Treatment of Acid Reflux Disease is primarily medical, the mainstays being lifestyle modifications and drug therapy. The goals of treatment are to relieve symptoms and prevent relapse and complications. All patients should be advised about lifestyle modifications that help reduce symptoms and prevent relapse. Antacids or antacid-alginate combinations are recommended for safe, prompt, inexpensive relief of heartburn. The same agents, however, are poorly suited for regular use because of poor palatability and durability and side effects such as diarrhea, constipation, and possible magnesium or aluminum toxicity in renal patients. Protection against recurrence of heartburn is provided by acid-suppressing medications such as H2-receptor antagonists and PPIs. H2-receptor antagonists reduce gastric acid secretion moderately by inhibiting one of three acid-stimulating receptors on the basolateral membrane of the parietal cell. When prescribed twice a day, they can control symptoms in about 50% of Acid Reflux Disease patients and heal erosions in about 30%. PPIs irreversibly inhibit the H+, K+-ATPase or proton pump, the final common pathway for acid secretion on the apical membrane of the parietal cell. Consequently, PPIs markedly reduce gastric acidity with once-a-day dosing and provide relief of symptoms and healing of lesions in about 80 to 90% of Acid Reflux Disease patients. H2-receptor antagonists (+30 years) and PPIs (≈15 years) have excellent safety profiles. PPI safety beyond 15 years remains unclear because of uncertainty about the long-term risk for chronic gastric hypoacidity and hypergastrinemia. Although vitamin B12 levels can be reduced with chronic PPI use, clinically significant vitamin B12 deficiency has not been reported, so an increase in vitamin B12 intake is not currently recommended.
Early endoscopy is indicated for those with alarm symptoms. Endoscopy is also indicated for patients who fail once-a-day PPI therapy to confirm the diagnosis and assess severity, including the presence of Barrett's esophagus (see later). Testing for H. pylori is not recommended because the organism is not etiologic in Acid Reflux Disease and, when eradicated, may make treatment more difficult.

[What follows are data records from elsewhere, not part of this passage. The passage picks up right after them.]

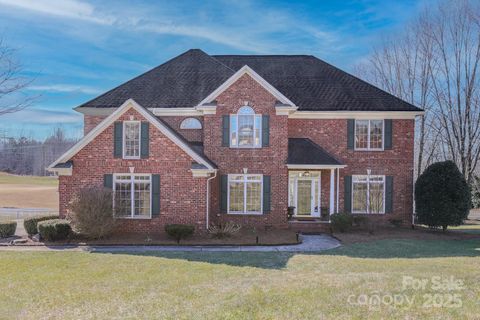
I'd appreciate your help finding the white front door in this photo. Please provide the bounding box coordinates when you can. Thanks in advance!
[289,175,320,217]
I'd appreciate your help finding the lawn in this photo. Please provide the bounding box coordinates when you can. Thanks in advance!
[0,172,58,210]
[0,239,480,319]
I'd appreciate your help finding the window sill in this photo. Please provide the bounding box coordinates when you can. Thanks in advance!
[115,217,152,220]
[227,212,263,216]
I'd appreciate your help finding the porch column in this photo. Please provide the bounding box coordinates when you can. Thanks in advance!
[330,169,335,214]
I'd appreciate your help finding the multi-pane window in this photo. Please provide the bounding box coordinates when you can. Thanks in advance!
[123,121,140,159]
[113,174,151,218]
[230,106,262,148]
[352,175,385,214]
[228,174,263,213]
[355,120,383,150]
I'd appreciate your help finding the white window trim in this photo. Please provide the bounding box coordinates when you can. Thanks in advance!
[112,173,152,220]
[353,119,385,151]
[350,175,386,214]
[227,174,263,215]
[180,117,202,130]
[122,120,142,160]
[228,105,263,149]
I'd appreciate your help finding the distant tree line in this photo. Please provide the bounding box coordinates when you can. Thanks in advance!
[0,128,76,176]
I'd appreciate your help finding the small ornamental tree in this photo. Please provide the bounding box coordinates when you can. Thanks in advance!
[415,161,471,231]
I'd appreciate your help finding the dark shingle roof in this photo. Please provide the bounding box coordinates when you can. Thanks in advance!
[287,138,343,165]
[80,49,421,111]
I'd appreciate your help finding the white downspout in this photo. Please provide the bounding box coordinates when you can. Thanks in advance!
[205,170,217,230]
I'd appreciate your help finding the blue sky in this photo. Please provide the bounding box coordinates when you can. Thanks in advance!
[0,0,433,139]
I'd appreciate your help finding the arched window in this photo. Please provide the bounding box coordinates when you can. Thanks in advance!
[180,118,202,129]
[230,106,262,148]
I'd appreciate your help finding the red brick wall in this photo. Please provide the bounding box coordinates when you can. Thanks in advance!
[83,114,107,135]
[83,115,203,142]
[59,109,206,232]
[288,119,414,222]
[204,75,288,226]
[160,116,203,142]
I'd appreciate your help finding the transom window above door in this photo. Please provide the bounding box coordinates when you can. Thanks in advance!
[230,106,262,148]
[123,121,140,159]
[355,120,384,150]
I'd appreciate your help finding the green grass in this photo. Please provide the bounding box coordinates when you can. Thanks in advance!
[0,172,58,187]
[0,240,480,319]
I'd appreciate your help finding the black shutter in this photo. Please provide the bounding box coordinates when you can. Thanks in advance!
[103,174,113,189]
[152,174,160,217]
[385,176,393,213]
[220,174,228,212]
[262,115,270,147]
[384,119,393,150]
[347,119,355,150]
[263,176,271,213]
[140,121,150,159]
[343,176,352,213]
[222,115,230,147]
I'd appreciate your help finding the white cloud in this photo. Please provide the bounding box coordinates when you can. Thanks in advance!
[28,84,103,94]
[0,0,115,24]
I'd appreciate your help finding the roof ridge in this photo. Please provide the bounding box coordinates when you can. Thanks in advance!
[73,49,210,110]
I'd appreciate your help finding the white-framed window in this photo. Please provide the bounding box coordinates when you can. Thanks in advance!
[228,174,263,214]
[113,173,152,219]
[230,106,262,148]
[352,175,385,214]
[180,118,202,129]
[123,121,141,159]
[355,120,384,150]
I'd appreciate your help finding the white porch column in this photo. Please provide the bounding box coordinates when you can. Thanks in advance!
[330,169,335,214]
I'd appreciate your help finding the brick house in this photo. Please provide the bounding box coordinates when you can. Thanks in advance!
[49,49,423,232]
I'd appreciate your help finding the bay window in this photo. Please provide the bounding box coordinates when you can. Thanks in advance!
[352,175,385,214]
[228,174,263,214]
[355,120,384,150]
[113,174,152,218]
[230,106,262,148]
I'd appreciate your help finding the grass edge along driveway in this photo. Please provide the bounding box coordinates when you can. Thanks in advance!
[0,239,480,319]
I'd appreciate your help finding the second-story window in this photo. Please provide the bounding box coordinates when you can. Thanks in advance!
[123,121,140,159]
[355,120,384,150]
[230,106,262,148]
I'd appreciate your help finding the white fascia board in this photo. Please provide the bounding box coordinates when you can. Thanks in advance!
[197,65,295,107]
[288,111,425,119]
[287,164,347,170]
[48,99,214,169]
[190,169,217,178]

Failures with once-a-day PPI therapy are treated with twice-daily PPI therapy with or without H2-receptor antagonists at bedtime for 6 to 8 weeks, and patients who fail this regimen undergo esophageal pH monitoring during therapy to assess for control of esophageal acidity. If the acidity is controlled, the symptoms are not mediated by acid.

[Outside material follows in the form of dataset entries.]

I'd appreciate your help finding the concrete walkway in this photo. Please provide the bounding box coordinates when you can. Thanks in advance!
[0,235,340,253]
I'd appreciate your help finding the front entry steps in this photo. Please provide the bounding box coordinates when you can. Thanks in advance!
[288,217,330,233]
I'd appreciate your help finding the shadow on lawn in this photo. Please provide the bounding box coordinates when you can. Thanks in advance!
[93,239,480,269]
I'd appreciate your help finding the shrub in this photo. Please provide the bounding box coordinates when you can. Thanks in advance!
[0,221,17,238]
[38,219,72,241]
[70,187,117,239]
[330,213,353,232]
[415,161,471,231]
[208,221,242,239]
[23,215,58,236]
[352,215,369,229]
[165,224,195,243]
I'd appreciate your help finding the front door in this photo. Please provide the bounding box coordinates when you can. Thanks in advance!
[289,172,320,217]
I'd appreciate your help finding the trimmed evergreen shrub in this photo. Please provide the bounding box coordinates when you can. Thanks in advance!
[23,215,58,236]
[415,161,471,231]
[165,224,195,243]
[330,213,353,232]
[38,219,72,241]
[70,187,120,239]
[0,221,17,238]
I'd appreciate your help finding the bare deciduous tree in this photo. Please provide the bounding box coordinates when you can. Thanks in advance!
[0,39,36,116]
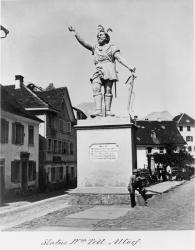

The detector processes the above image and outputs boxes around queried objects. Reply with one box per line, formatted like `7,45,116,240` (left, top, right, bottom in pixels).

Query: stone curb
0,194,68,218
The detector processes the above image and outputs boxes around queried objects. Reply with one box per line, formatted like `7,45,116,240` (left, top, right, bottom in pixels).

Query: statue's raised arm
68,26,93,51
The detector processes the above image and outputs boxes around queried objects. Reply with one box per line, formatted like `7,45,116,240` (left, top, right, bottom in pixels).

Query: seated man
128,169,148,207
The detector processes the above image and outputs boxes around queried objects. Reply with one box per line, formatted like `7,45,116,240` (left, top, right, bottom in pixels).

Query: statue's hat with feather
97,24,112,34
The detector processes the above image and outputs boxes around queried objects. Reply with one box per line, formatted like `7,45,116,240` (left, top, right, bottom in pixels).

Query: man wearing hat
128,169,148,207
69,25,134,117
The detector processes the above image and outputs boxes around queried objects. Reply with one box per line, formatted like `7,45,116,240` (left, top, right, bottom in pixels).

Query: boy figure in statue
68,25,135,117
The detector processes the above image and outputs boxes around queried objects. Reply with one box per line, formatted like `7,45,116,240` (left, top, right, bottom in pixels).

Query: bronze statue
68,25,135,117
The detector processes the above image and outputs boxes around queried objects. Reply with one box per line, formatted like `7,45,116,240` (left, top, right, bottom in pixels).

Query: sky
1,0,195,117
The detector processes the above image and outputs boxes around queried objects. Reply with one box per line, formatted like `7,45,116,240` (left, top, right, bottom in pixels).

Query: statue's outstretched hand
130,67,136,74
68,26,76,32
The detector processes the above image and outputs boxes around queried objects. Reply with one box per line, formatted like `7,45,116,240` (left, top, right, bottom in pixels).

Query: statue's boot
91,93,102,118
105,94,115,116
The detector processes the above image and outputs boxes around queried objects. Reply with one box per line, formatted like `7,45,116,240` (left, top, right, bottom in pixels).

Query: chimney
15,75,24,89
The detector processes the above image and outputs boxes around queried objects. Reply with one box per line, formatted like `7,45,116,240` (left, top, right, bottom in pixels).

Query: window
70,168,74,179
61,99,65,110
51,168,56,182
58,141,62,154
62,142,69,154
159,147,164,154
47,114,54,128
28,161,36,181
59,119,63,131
188,146,192,152
186,136,193,141
66,122,71,133
70,143,74,155
147,148,152,154
12,122,24,145
0,119,9,143
54,118,59,130
11,161,20,182
65,142,69,155
53,140,58,153
59,167,63,180
28,126,34,145
47,139,52,152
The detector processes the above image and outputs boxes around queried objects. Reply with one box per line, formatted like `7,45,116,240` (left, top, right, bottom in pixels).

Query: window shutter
20,125,24,144
11,161,15,182
33,161,36,180
12,123,16,144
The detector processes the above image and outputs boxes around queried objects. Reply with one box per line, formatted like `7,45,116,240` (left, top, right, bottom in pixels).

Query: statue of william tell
69,25,135,117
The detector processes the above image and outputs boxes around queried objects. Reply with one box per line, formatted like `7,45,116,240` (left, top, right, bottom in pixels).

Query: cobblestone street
6,179,195,231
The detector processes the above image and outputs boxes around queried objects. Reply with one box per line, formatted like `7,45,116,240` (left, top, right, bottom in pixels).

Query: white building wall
0,111,39,190
36,115,46,138
178,126,195,158
137,147,147,169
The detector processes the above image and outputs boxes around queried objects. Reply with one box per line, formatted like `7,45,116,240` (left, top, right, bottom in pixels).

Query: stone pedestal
76,117,137,188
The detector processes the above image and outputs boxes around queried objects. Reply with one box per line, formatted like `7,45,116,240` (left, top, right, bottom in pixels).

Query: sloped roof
0,85,42,122
35,87,67,110
35,87,76,121
136,120,186,146
173,113,195,126
4,85,48,108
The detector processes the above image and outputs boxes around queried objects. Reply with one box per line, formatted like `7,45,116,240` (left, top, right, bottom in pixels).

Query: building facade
173,113,195,159
136,120,185,169
0,86,42,196
5,75,80,190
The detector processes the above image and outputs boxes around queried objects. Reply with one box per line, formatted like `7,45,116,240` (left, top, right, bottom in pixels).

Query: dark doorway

Effective therapy is often accompanied by relapse when medication ceases, especially in patients with erosive esophagitis, in whom maintenance therapy is indicated. Patients requiring maintenance therapy should undergo at least one endoscopy procedure to determine whether Barrett's esophagus is present. If endoscopy reveals NERD, no further endoscopy is necessary and treatment is guided by symptoms. If endoscopy reveals erosive esophagitis, treatment to healing should be documented by endoscopy so that Barrett's esophagus can be effectively established or excluded. Once Barrett's esophagus is excluded, endoscopy is unnecessary and treatment is guided by symptoms because subsequent relapse and treatment will rarely result in Barrett's esophagus.